New England Center for Investigative Reporting
Campus Sexual Assaults: Few Tough Sanctions Imposed
Just four expulsions were issued between 2003 and 2008, the most recent year available, for sexual assaults reported by ten campuses in New England funded by the DOJ to combat violence against women, an investigation by the New England Center for Investigative Reporting at Boston University has found.
Rocky Mountain Investigative News Network
<a data-cke-saved-href=”http://www.inewsnetwork.org/” href=”http://www.inewsnetwork.org/” target=”new” “=””>Privacy Laws Prevent Sex Assault Investigations
University of Colorado officials acknowledge a suspected pattern of alleged date-rape drug use at a fraternity in Boulder, but say they’re barred from telling police which one. CU is one of several colleges withholding information about sexual assaults against students, the Rocky Mountain Investigative News Network has found.

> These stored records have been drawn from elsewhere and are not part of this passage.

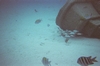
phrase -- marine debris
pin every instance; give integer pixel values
(38, 21)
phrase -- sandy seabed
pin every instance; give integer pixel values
(24, 43)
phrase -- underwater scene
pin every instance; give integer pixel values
(32, 34)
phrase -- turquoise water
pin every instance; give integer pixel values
(25, 43)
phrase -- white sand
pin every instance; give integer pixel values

Suffering in Silence: Campus Sexual Assaults Underreported
At University of Wisconsin System campuses, estimated rapes outnumber reports by a margin of 17-1. With numbers so low, nearly all rapists go unpunished, whether by schools or the criminal justice system. The system is tough for victims and many barriers still exist, as the stories of victims Abby Panozzo, Laura Dunn and Becca detail. As a result of our reporting, on Tuesday the UW System acknowledged its annual summary of sexual assaults — a comparatively unique report required by the Legislature — should be more accessible and posted it on a new Web page.

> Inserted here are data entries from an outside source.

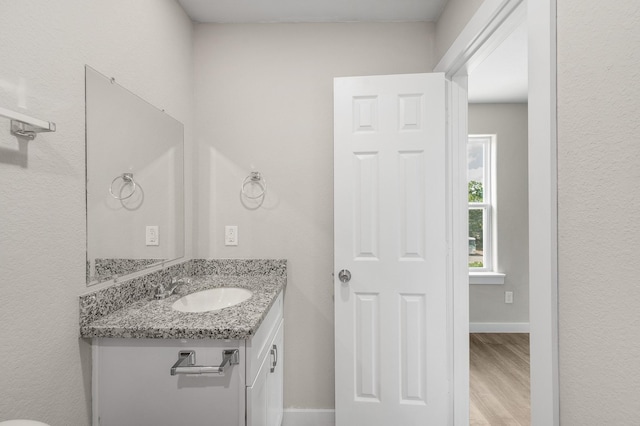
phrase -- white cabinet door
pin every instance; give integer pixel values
(264, 397)
(133, 386)
(392, 345)
(275, 379)
(257, 397)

Data Create Incomplete Picture of Sexual Assaults on Wisconsin Campuses
No one contests that campus sexual assaults are underreported. But even nailing down how many are reported at a campus is a challenge. At UW-Madison in 2008, either one, five, eight or 44 sexual assaults occurred — depending on which report you consult. Because of different standards for the reports, a murky picture about campus reporting emerges, sometimes with four different numbers for UW campuses.
How Will Recent Changes Affect Rapists and Rape Victims?
In a controversial move, the University of Wisconsin System last fall adopted revisions to the campus conduct code that some experts say could make it easier to punish rapists, while others worry that one change could intimidate victims. The burden of proof was lowered for sexual assault cases, but cases also now allow lawyers to speak on behalf of the accused in cases that could result in suspension or expulsion. To advocates, lawyers beating up the victim is a concern, but the UW System says its policies will keep that from happening.
Teaching Students to Intervene in Acquaintance Rape
“Bystander intervention” programs are popping up throughout the UW System in an effort to tailor prevention programs to the most recent research available about rapes. They amount to teaching students how to react when their friends are in sketchy situations. Given the vast underreporting that occurs, it may seem like there are countless rapists out there. In reality, a small minority of men—undetected serial rapists—perpetrate many of the crimes, and programs aim to teach students to overcome their loyalty to friends and prevent predatory behavior.